Foi uma atitude segregatória isolar os premiados na melhor das salas, sendo mesmo ela, limitada, para poder sediar uma exibição que tivesse uma expografia profissional.
o salão oficial – fotos Márcio Pannunzio
Pretendia talvez posar de MASP usando ali suportes miniaturizados daqueles lá empregados: grandes lâminas de vidro blindex ancorados em blocos de concreto. Isso cai bem num espaço generoso, amplo, bem ventilado e arejado como acontece no MASP; não numa sala estreita onde nem tiveram o cuidado de eliminar janelas sem qualquer função, escolhendo simplesmente ocultá-las com toscas cortinas. As peças escultóricas foram exibidas em cantos ou encostadas em paredes; limitando a chance do expectador rodeá-las, numa óbvia eleição de projeto expositivo burro. Com uma quantidade expressiva de artistas talentosos morando e criando em Ilhabela, com obras vigorosas e carreira consolidada, causa estranhamento que tão poucos deles tenham participado desse 43º salão. Se foram cortados, houve falta de sensibilidade e de conhecimento da riqueza artística da ilha por parte do jurado que, então, julgou mal; se não se inscreveram, é ainda pior porque isso sinaliza que nem deram bola pro salão que foi uma árdua e muito importante conquista dos artistas ilhabelenses da década de sessenta, unidos, a despeito das suas diferenças e idiossincrasias, pela melhoria da cultura insular.
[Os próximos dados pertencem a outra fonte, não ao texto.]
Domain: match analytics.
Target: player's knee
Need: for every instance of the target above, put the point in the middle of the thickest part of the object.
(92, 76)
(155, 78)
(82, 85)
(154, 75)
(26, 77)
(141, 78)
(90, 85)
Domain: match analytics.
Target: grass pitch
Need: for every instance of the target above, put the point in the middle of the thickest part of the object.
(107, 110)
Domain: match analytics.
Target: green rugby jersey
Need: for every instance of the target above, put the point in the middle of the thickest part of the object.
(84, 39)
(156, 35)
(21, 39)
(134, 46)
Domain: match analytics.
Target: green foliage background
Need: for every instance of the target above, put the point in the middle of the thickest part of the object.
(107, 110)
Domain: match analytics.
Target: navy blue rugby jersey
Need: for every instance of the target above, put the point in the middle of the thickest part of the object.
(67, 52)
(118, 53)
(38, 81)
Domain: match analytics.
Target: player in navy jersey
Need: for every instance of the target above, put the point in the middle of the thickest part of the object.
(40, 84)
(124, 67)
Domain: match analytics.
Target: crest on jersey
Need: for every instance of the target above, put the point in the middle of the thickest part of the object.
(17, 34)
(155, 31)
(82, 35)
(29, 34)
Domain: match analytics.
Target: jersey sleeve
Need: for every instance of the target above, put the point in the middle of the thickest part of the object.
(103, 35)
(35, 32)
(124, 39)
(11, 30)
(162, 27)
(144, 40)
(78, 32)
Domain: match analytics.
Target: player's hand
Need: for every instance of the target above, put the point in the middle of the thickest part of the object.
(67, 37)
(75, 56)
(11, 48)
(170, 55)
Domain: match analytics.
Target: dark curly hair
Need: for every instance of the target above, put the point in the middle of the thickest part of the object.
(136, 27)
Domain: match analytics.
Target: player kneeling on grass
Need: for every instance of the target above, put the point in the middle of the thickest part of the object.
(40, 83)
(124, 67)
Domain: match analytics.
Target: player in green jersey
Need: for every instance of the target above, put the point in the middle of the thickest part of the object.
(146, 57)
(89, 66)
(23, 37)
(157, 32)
o salon des refusés – fotos Márcio Pannunzio
Uma louvável iniciativa foi a de contornar a estultice de se expor um número tão ridículo por ser demasiadamente diminuto de obras, fazendo-se uma exposição de lambuja, a “o que os olhos não viram”. O que, seguramente muito mal viram ou nem viram mesmo, os olhos míopes e astigmáticos dos jurados contratados. Pena ela nascer estigmatizada como uma mostra de restos, de obras desclassificadas, rejeitadas. Quem tiver visto a Waldemar oficial e olhar com sadios olhos agora essa inteiramente feita a partir da exibição daquelas obras recusadas que entulhavam amortalhadas uma enorme sala depósito do centro cultural, há de constatar que muitas delas deveriam, além de terem figurado no salão oficial, terem sido premiadas fosse o jurado melhor capacitado. O fato incontestável é que foram por ele eliminadas no processo de seleção, sendo pois impinchadas como menores. A oportunidade de serem nesse momento apresentadas, estimula o salutar debate acerca do acerto ou, mais acertadamente, do desacerto do juízo que as eliminou. Seja como for, essa segunda exposição, por sinal bem melhor montada que a anterior e ocupando as salas por ela antes ocupadas, além de permitir aos moradores e turistas momentos de consistente fruição estética, aliviará um pouco a barra suja dos organizadores do salão cujos olhos viram o malfeito que com ele fizeram apesar de o terem inaugurado com tanta fanfarronice.
A alegação de que o regulamento é impeditivo para a permitir a melhoria do salão é uma desculpa esfarrapada. Regulamentos se amoldam aos tempos e os regulamentos dos salões antológicos passaram por alterações que os tornaram cada vez melhores. É função da comissão organizadora promover essas mudanças que, se bem elaboradas, terão o poder de oxigenar e dar roupagem contemporânea a esse evento cultural ilhabelense quase cinquentenário numa cidade que pouco fez e faz para valorizar a sua cultura.